# A short tutorial on using Optuna to interact with a sql database

### We have access to a MariaDB located on thunder: https://www2.cisl.ucar.edu/resources/computational-systems/thunder-user-guide

MariaDB: MySQL relational database management system.

The MariaDB server is accessible from an NCAR IP address, but you cannot login to MariaDB as root remotely. To interact with the database as root, you would need to ssh to thunder and from there you will be able to login to MariaDB as root to setup/manage the database. This will not affect the interaction between optuna and the database, but we will need root in order to manage the database (future).

Currently we are operating without root privaleges, for testing purposes. The database will be made "permanent" once we indicate we are finished testing Optuna and we will have root access (we can request it at anytime going forward, before the permanent solution is implemented. 
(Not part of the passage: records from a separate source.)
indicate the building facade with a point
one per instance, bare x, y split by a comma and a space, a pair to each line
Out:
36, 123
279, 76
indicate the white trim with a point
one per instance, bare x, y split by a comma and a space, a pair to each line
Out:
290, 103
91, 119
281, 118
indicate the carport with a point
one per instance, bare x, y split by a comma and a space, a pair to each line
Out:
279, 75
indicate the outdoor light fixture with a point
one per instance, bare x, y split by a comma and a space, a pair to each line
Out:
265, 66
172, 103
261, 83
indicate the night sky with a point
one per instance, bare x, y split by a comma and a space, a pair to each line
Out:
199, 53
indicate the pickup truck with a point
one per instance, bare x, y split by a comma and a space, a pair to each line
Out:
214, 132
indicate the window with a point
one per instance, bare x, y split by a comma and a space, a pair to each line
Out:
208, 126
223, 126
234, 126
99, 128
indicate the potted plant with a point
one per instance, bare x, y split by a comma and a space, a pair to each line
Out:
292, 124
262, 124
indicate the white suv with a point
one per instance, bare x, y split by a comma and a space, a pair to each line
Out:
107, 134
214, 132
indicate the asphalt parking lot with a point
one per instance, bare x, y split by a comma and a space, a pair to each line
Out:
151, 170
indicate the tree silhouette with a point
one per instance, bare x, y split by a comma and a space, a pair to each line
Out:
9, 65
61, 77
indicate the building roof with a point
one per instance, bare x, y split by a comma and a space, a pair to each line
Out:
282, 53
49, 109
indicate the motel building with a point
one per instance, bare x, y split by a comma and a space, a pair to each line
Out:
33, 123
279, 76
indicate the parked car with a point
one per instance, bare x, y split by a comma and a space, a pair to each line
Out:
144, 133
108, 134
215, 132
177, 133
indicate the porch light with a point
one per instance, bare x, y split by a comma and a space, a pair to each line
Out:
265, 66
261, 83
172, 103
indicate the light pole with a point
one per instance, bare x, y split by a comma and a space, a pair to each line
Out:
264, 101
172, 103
We have one database set up for us at the moment named "optuna". As of now only user "schreck" exists with password (l3tm31n). You can use this account for now if experimenting with mysql + optuna. Note that this is the db password. To get onto thunder, use your NCAR password (same as for casper, cheyenne, etc).

Please let me know if you'd like to have your account created on the "experimental" database -- this is the only safe way where we don't accidentally delete each others studies (I am only experimenting until the permannent solution and do not have any studies I care about in there). 

### Optuna does not have much to say with regards to its sql support. 

In general, this interaction is low-level, while your interaction with optuna is much higher. To that end, the simplest way to go about managing your studies is to use the create_study and delete_study methods. 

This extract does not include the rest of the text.